Paul's reference to this principle in 2 Corinthians is a solid explanation as to why partnerships forged between Christians and non-Christians are likely to produce strife. Your core values as a Christian are likely to be different from those of a Muslim or secular partner.

When it comes to making key decisions using limited resources, you are going to pull in different directions. When that happens, what's it going to do to the thing you've built? Will the results be muddled, like the crossbred grapes? Will one of you injure or hinder the other or damage the yoke, like the ox and donkey? Or will it be a complicated mess like the garment? How well can righteousness and wickedness, or light and darkness, occupy the same space or chart the same course?
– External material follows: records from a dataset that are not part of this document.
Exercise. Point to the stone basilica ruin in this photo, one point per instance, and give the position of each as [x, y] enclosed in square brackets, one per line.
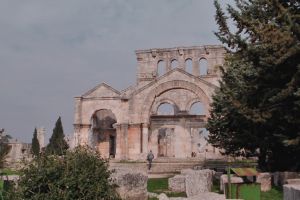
[166, 111]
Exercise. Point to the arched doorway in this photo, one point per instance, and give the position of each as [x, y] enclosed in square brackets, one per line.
[104, 133]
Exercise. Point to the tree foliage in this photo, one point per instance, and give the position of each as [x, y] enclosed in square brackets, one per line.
[4, 147]
[80, 174]
[57, 144]
[35, 145]
[256, 111]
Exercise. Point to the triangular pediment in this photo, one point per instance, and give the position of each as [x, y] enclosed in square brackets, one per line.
[102, 90]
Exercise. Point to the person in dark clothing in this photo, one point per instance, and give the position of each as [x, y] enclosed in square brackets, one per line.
[150, 157]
It's interesting to meditate on these verses and see how it affects our life decisions. Could multitasking really be a mixture of unlike things competing with each other, for instance? And if so, does it affect the fruit our efforts can bear? Are we torn somehow by trying to reconcile our religious beliefs with our political beliefs? Can we live out our Christian values while trying to conform to a secular world that is hostile to many of our beliefs?

While religious police aren't going to necessarily drag us out into the street and beat us for wearing a cotton-polyester blend, it doesn't mean that these old verses don't still have something to say. If an unequal mixture of things is sinful in principle, maybe there are things in our lives where God would prefer that we choose one or the other, or to simplify how we produce what we produce.